LORD GEORGE HAMILTON

said, that after the satisfactory tone of the debate, he should not detain the House with many remarks. He thought there was some amount of force in the objection raised by the right hon. Gentleman the Member for Birmingham as to the terms of Reference which he had proposed, and which might not be understood out-of-doors to be applicable to the mitigation or prevention of famines. He himself thought that the Reference was sufficiently large as it stood, but he should not object to add certain words to make that point clearer if the hon. Member for Hackney would withdraw his Amendment. In that ease, he would propose that the Motion should be in the following terms:— That a Select Committee be appointed to inquire into and report as to the expediency of constructing Public Works in India with money raised on loan, both as regards financial results and the prevention of famine.
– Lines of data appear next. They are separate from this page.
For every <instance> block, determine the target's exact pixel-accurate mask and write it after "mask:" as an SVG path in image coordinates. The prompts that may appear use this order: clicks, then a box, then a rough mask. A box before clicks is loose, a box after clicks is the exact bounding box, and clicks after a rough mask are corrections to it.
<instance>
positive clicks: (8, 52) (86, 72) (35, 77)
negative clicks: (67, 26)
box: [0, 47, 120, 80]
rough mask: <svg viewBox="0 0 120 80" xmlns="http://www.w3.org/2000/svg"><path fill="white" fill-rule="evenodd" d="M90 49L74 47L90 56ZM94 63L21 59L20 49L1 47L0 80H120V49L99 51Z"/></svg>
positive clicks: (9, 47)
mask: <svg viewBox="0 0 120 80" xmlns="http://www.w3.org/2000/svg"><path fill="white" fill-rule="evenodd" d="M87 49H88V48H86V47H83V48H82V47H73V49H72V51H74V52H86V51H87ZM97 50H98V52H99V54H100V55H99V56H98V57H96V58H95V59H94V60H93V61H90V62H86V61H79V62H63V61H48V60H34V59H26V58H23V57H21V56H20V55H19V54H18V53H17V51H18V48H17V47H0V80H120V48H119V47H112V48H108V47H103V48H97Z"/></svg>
As to the scope of the Commission appointed by the Secretary of State for India, he might explain that its duty was to inquire, not merely into the irrigation works in Madras, but also into the various measures adopted for the relief of the poor; and also, as far as possible, to collect evidence on those points of famine administration on which there was a difference of opinion between the Madras Government and the Supreme Government. In addition to this, the Commission was to inquire into the capacity of the ryots to dig wells and tanks, and to suggest means by which the construction of such works might be expedited. He mentioned these circumstances in order that it might not be supposed that the proposed Committee was to be a small and pettifogging inquiry.

MR. CHILDERS,

after the explanation of the noble Lord, with whom he entirely concurred, hoped his hon. Friend the Member for Hackney would not object to withdraw his Amendment. By the addition of the proposed words the greater part of his hon. Friend's object would be attained.

MR. FAWCETT

said, that though the proposal, as it stood, did not touch a great deal of what he had in view, he would gladly accede to the request which had been made, and withdraw his Amendment. He thought, perhaps, it would be better to raise the question of military expenditure on another occasion.

Amendment and Motion, by leave, withdrawn.